If we want machines to reason, understand language, and comprehend the world, learning efficiently, and with human-like flexibility, we may well need to first understand how humans manage to do so, and to better understand what it is that our minds are even trying to do (hint: it’s not all about the kind of correlation-seeking that deep learning excels at). Perhaps it is only then, by meeting these challenges head-on, that we can get the reboot that AI so desperately needs, and create AI systems that are deep, reliable, and trustworthy.
In a world in which AI will soon be as ubiquitous as electricity, nothing could be more important.
* 1 No explanation for the error was given, but such errors are not uncommon. As best we can tell, the system in this specific instance determined (perhaps in terms of color and texture) that the picture was similar to other pictures that would elicit the label “refrigerator filled with lots of food and drinks”—without realizing (as a human would) that such a description would be appropriate only when there was a large rectangular metal box with various kinds of things inside.
* 2 Even easier questions like “What did Alexander see?” would be out of bounds, because the answer (a dog, a tree, and a cat) requires highlighting two pieces of text that aren’t contiguous, and the test had made it easy on machines by restricting questions to those that could be answered with a single bit of contiguous text.

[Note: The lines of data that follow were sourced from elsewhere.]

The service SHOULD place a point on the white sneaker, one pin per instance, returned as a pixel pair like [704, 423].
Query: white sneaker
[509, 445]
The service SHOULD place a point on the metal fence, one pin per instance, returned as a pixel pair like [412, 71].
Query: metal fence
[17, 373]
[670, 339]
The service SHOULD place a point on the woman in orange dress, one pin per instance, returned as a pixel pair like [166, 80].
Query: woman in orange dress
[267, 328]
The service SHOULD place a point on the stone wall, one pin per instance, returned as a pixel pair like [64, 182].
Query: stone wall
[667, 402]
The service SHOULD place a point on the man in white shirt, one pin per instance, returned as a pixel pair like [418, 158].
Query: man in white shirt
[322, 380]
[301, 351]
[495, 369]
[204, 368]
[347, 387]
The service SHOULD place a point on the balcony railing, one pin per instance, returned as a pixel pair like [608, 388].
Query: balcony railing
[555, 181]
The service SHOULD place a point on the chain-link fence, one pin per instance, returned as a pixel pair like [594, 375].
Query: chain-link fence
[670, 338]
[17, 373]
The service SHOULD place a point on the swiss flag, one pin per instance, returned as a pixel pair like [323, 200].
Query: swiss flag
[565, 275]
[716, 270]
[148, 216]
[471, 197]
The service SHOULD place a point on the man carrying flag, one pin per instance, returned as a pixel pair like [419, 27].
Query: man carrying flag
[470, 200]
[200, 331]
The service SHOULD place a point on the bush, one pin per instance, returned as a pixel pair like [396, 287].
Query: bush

* 3 Directly comparable data for comparing the safety of humans versus machines have not yet been published. Much of the testing has been done on highways, which are easiest for machines, rather than in crowded urban areas, which pose greater challenges for AI. Published data suggest that the most reliable extant software requires human intervention roughly once every 10,000 miles, even in rather easy driving conditions. By way of imperfect comparison, human drivers are involved in fatal accidents on average only once in every 100 million miles. One of the greatest risks in driverless cars is that if the machine requires intervention only infrequently, we are apt to tune out, and not be available quickly enough when intervention is required.
* 4 Some initial progress has been made here, using narrow AI techniques. AIs have been developed that play more or less as well as the best humans at the video games Dota 2 and Starcraft 2, both of which show only part of the game world to the player at any given moment, and thus involve a form of the “fog of war” challenge. But the systems are narrow and brittle; for example, AlphaStar, which plays Starcraft 2, was trained on one particular “race” of character and almost none of its training would carry over to another race. Certainly there is no reason to think that the techniques used in these programs generalize well in complex real-world situations.